Swaggering African tyrants stay in power because the small people in Africa passively tolerate, even in some cases sneakingly admire, their leader’s greed and rascality. The cult of the Big Man is the tap-root of Africa’s suffering. That culture has to change. We can help it to change.

frica’s leaders should be the laughing stock of the world, and ordinary Africans should know it. Where is the satire, where the anger, where the mockery and derision, that these brutal boobies deserve? How many f***s has Bob Geldof directed at their heads rather than ours? Only Alan Coren of this newspaper ever dared to subject an African leader, Idi Amin, to sustained ridicule; and progressive-minded readers in Britain didn’t approve.

But it is patronising to think these criminals and crackpots can’t help it because they are black. They should be exposed to universal hatred, contempt and ridicule. We should sneer, rail and scoff, as we did at the leaders of apartheid South Africa. The populaces before whom these jackasses puff themselves up should know — as every South African used to know — that they are led by outcasts.”

As people will celebrate their solidarity today on the streets of the G8 capitals and have a good time being emapthic, they will again miss the point:

Again the African continent will be portrayed as childish and dependend on “our” good will. Again, Africa will be portrayed as “one”. This is a compley and diverse continent: much more complex than Europe or the Americas.

Live Aid in the 80s suceeded in wiping out the imagage of African diversity and replaced it with the image of African’s as need child, thus reproducing an almost colonial sentiment.
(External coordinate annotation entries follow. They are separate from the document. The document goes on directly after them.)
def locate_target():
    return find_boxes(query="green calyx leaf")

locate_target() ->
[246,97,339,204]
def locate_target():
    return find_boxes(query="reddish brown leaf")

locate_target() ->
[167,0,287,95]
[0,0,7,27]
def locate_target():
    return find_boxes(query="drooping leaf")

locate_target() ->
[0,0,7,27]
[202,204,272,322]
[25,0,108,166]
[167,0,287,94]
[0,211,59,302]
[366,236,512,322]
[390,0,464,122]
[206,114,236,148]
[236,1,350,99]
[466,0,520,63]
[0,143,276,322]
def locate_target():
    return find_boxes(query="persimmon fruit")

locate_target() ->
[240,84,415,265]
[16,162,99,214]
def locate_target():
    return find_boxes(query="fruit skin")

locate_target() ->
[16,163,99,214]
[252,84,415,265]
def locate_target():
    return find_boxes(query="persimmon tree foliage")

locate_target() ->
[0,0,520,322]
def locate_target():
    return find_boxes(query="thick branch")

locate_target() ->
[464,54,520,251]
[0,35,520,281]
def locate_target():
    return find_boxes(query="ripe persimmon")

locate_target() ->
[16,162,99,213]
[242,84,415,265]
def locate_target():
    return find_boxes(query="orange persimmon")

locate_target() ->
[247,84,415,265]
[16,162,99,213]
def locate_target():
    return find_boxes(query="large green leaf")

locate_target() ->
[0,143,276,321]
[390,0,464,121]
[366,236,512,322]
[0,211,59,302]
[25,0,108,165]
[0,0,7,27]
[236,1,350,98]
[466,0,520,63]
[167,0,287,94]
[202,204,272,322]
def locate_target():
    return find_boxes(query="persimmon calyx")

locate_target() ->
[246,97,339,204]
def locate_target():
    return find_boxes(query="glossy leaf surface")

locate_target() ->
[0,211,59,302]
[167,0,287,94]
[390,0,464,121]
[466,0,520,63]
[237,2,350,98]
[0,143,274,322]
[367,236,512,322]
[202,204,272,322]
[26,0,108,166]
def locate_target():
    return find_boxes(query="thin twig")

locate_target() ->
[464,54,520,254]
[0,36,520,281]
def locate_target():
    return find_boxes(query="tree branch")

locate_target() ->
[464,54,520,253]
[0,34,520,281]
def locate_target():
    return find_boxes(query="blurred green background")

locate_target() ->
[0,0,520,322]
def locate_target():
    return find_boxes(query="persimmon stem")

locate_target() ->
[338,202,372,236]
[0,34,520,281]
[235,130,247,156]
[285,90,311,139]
Still, nothing seems to have been learned: If you look at Rwanda before the genocide – then the country with highest density of NGO/development aid proliferation – almost no one grasped the genocide comming. Now, the same density of NGO’s – mostly busy examining and accompanying “Reconciliation” in effect stabilizes one of Africas most immoral and authoritarian dictatorships.

I personally remember all this people in Safari outfits (the Jack Wolfskin pseudo-individualism), running through Arusha and Dar es Salaam, pretending they were better able to define how Tanzania should be run. None one them would even be near the political power of a Northern hemisphere country, but in Tanzania, a development worker in the early 20s has access to the very core of the power structure. Because they bring money and they are white.

The African states – may they be democratic or through authoritarian ways – deserve to be treated individually and seriously. Their dictators shall be named and treated accordingly: On no other continent, the world would embrace so many authoritarian rulers. Africa should be embraced for its modernities. When did you see the last time a decent documentary about a big modern African city and not a tiny village? The best HipHop concerts I have ever seen were in Dar es Salaam. Kampala, Uganda is even better.

Africa is not a dream space where people in the west can project their wish for exotism. It is a real continent with real peoples and it is time to take them seriously.

As long as the African continent remains the doll’s house of international politics, I see no hope.